Now the international community, and the U.S. in particular, needs to step in and follow up the ceasefire. If matters are allowed to drift, hotheads on both sides could easily disrupt the recent calm. More needs to be done to give the lull a chance to turn into something lasting. If relations between the two sides go smoothly over an extended period of time, the way could be eased for talks on a more permanent solution. Given the history of mistrust and collapsed agreements between the two sides, international peacekeepers, brought in with the agreement of both sides, might play a useful role.
But that is jumping the gun. In the next few months there is a need to make sure both sides notice the progress.
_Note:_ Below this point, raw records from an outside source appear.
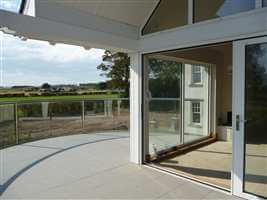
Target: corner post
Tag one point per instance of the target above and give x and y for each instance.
(136, 108)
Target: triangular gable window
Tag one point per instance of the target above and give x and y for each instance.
(168, 14)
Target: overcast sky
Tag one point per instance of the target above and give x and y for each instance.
(36, 62)
(10, 5)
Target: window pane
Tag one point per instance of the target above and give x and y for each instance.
(169, 14)
(196, 74)
(196, 118)
(256, 114)
(10, 5)
(207, 9)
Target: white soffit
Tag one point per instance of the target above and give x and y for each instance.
(133, 12)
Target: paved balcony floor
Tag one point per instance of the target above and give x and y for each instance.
(94, 166)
For the Palestinians that means revival of an economy that has been wrecked by the intifada. The answer isn't so much foreign aid handouts as easing up on the Israeli checkpoints that make commerce almost impossible in the Palestinian territories. The U.S. has to make sure that Israeli security concerns don't choke off the promising start that Abbas has made.
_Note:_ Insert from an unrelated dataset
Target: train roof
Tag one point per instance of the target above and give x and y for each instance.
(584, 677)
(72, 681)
Winning over Israelis is just as important as providing carrots for the Palestinians. Abbas needs to persuade Israelis that he is a trustworthy negotiating partner. Showing that he is serious about policing his borders and discouraging attacks on Israelis is the msot important way he can appeal to the Israeli public. Sharon's planned withdrawal from Gaza will also give Abbas the opportunity to show both Palestinians and Israelis that he can improve security and curb corruption of that blighted stretch of slums. There is little doubt that Abbas is serious. But he is going to need help in translating good intentions into results.